Deux ans de bombardements systématiques contre le réseau électrique

La campagne russe contre l’infrastructure énergétique ukrainienne a débuté à grande échelle en octobre 2022, quand les forces de Moscou ont lancé la première vague de missiles contre les centrales électriques et les sous-stations du pays. Depuis, plus de cinquante pour cent de la capacité de production électrique ukrainienne a été endommagée ou détruite. Les centrales thermiques qui alimentaient les villes en électricité et en chauffage ont été frappées à répétition, certaines jusqu’à dix fois. À chaque réparation, un nouveau missile vient défaire le travail des ingénieurs.

L’Agence internationale de l’énergie a documenté l’ampleur sans précédent de cette destruction. Jamais dans l’histoire moderne un pays n’a subi une campagne aussi prolongée et aussi systématique contre son réseau énergétique. Les frappes ne ciblent pas seulement les grandes centrales. Elles visent aussi les transformateurs, ces équipements spécialisés qui prennent des mois à fabriquer et qui ne peuvent pas être remplacés rapidement. Chaque transformateur détruit est un goulot d’étranglement supplémentaire dans un réseau déjà fragilisé.


Bombarder des centrales électriques en hiver. Cibler des transformateurs qui alimentent les hôpitaux. Plonger des villes entières dans le noir et le froid. Si ces actes ne constituent pas des crimes de guerre, alors le concept de crime de guerre n’a plus aucun sens.
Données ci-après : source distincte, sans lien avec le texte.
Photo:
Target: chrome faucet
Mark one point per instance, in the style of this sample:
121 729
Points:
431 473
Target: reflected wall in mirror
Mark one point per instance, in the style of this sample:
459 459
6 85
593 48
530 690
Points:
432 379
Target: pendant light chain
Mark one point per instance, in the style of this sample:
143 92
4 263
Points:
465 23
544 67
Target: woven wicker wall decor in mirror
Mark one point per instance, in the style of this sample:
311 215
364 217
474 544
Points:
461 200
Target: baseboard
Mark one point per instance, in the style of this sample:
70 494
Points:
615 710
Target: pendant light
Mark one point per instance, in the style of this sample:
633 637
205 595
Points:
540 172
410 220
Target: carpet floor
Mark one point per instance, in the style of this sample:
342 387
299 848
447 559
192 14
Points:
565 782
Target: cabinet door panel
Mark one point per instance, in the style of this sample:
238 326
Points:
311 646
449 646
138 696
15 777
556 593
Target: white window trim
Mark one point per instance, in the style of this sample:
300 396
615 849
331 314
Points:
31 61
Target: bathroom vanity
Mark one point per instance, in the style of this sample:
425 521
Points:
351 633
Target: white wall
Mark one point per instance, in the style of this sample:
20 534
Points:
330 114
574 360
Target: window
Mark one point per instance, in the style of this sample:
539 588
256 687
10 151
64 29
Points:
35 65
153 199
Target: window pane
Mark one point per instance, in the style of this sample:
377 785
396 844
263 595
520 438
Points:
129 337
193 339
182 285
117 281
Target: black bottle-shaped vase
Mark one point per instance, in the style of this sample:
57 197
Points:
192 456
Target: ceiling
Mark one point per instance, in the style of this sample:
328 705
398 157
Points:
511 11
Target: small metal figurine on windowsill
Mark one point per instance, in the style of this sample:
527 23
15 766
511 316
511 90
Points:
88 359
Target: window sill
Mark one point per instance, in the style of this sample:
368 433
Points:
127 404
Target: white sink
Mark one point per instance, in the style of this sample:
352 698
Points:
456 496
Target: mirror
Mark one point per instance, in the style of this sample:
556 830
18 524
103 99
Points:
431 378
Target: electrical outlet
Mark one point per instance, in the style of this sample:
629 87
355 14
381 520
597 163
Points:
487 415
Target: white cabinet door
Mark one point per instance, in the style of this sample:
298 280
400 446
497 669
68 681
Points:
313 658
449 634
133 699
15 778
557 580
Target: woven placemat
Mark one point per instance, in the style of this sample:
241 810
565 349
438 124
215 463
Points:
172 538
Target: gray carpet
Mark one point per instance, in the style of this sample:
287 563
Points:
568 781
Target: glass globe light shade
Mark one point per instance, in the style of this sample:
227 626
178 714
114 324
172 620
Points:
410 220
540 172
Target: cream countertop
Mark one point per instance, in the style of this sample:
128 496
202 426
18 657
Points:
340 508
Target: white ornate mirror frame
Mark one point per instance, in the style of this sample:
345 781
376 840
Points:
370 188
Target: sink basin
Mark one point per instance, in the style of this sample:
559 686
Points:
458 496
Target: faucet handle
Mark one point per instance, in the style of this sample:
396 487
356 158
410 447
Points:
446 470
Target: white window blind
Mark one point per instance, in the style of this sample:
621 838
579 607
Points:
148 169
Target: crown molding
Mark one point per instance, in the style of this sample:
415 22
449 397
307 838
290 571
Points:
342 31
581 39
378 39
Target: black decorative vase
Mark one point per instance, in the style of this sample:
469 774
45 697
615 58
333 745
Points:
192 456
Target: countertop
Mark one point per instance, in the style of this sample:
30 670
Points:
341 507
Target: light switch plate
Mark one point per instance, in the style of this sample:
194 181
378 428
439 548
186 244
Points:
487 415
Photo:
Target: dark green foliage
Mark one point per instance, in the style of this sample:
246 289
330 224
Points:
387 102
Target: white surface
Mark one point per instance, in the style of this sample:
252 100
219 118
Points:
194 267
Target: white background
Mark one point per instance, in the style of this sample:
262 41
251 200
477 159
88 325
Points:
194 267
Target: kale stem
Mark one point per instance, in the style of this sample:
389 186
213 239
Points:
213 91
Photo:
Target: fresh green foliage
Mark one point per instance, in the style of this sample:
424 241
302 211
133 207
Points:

La Russie ne cible pas des objectifs militaires. Elle cible la capacité d’un peuple à survivre. Et la communauté internationale regarde, condamne et passe à autre chose.

Le réseau ukrainien entre destruction et régénération permanente

Les ingénieurs ukrainiens ont accompli ce que beaucoup considéraient comme impossible : maintenir un réseau électrique fonctionnel sous un bombardement continu. Ils ont développé des techniques de réparation d’urgence qui permettent de remettre en service des installations en quelques jours plutôt qu’en quelques mois. Ils ont décentralisé le réseau pour réduire la vulnérabilité aux frappes ciblées. Ils ont installé des générateurs de secours dans les installations critiques. Et pourtant, chaque nouvelle vague de frappes repousse les limites de cette capacité de régénération.

Le printemps 2026 devait être une période de reconstruction accélérée, profitant de la baisse de la demande de chauffage pour réparer les installations endommagées pendant l’hiver. Les frappes de mars perturbent ce calendrier. Les ressources qui devaient être consacrées à la reconstruction sont détournées vers les réparations d’urgence. Le cercle vicieux de la destruction et de la réparation se perpétue, empêchant toute amélioration durable de la situation énergétique du pays.

Ce contenu a été créé avec l'aide de l'IA.